The aims of the current study were to (1) examine the psychological impact of parenting a child with PKU, (2) examine influences on parental psychological wellbeing and (3) examine the relationship between parental wellbeing and treatment adherence. It was hypothesised that parents would have high levels of psychological distress, which would be predicted by their parenting stress (related to caring for a child with an illness), resilience, perceived social support and level of child dependency. It was also hypothesised that treatment adherence would be associated with parental psychological distress and other parent factors (resilience, perceived social support and child dependency).
Method
Participants
Primary caregivers of children with PKU attending three metabolic clinics in the North West UK (Manchester, Liverpool and Bradford) were invited to participate. Caregivers were eligible to participate if their child was between 0 and 16 years old and diagnosed with PKU at birth. Caregivers were excluded if they could not comprehend English or if there were any other significant health problems or caring responsibilities that could affect their psychological wellbeing.
Measures
Psychological Distress
The 12-item General Health Questionnaire-12 (GHQ-12; Goldberg and Williams 1988) was used to assess caregiver psychological distress. Higher scores suggest higher levels of distress (anxiety and depression), and scores over 12 indicate distress within the clinical range (Goldberg et al. 1997).
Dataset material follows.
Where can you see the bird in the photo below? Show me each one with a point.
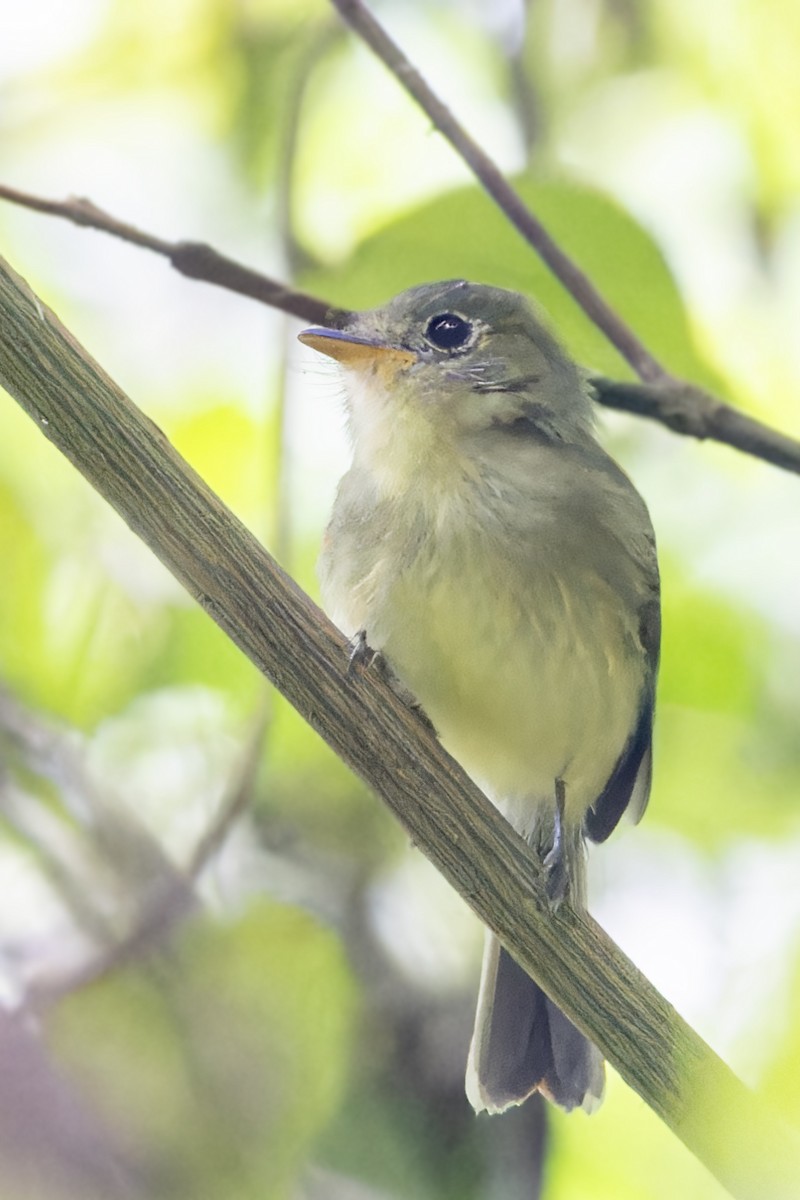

The GHQ-12 has good psychometric properties (Goldberg and Williams 1988) and good internal consistency in the current study (α = 0.87).
Parenting Stress
The Pediatric Inventory for Parents (PIP; Streisand et al. 2001) was used to measure caregiver stress related to caring for a child with an illness. The PIP is a self-report measure with four subscales (communication, medical care, emotional distress and role function) and overall total difficulty and total frequency scores. The total scores were used in the present study, and both had good internal consistency (α = 0.94 and 0.95).
Resilience
Caregiver resilience was assessed using the Resilience Scale for Adults (RSA; Friborg et al. 2006), a self-report measure with six subscales (perception of self, planned future, social competency, structured style, family cohesion and social resources) and a total score. Higher scores indicate increased protective resilience. The RSA has good psychometric properties (Windle et al. 2011), and internal consistency in the present study was high (α = 0.88).
Social Support
Perceived social support was assessed using the Multidimensional Scale of Perceived Social Support (MSPSS; Zimet et al. 1988), a self-report measure with three subscales (family, friends and significant other) and a total score. The MSPSS has strong psychometric properties (Zimet et al. 1990) and good internal consistency in the current study (family α = 0.92, friends α = 0.93, significant other α = 0.97 and total scale α = 0.90).
Child Dependency
A seven-point Likert-style question was developed to assess how much the child depended on their caregiver to adhere to the recommended dietary treatment using two opposing statements (‘My child has managed their diet on their own’ and ‘My child has relied on me to help them stick to a protein-restricted diet’). Participants were required to select an option box closest to the end statement that best described their child best over the previous weeks.
Treatment Adherence
Two measures of treatment adherence were used: (1) the proportion of blood phe concentrations within target range in the preceding year and (2) the proportion of required blood samples submitted in the preceding year, with information taken from existing medical records. Blood samples had been routinely collected using Guthrie card blood spots or venous samples and analysed using tandem mass spectrometry or Thermo high-performance liquid chromatography.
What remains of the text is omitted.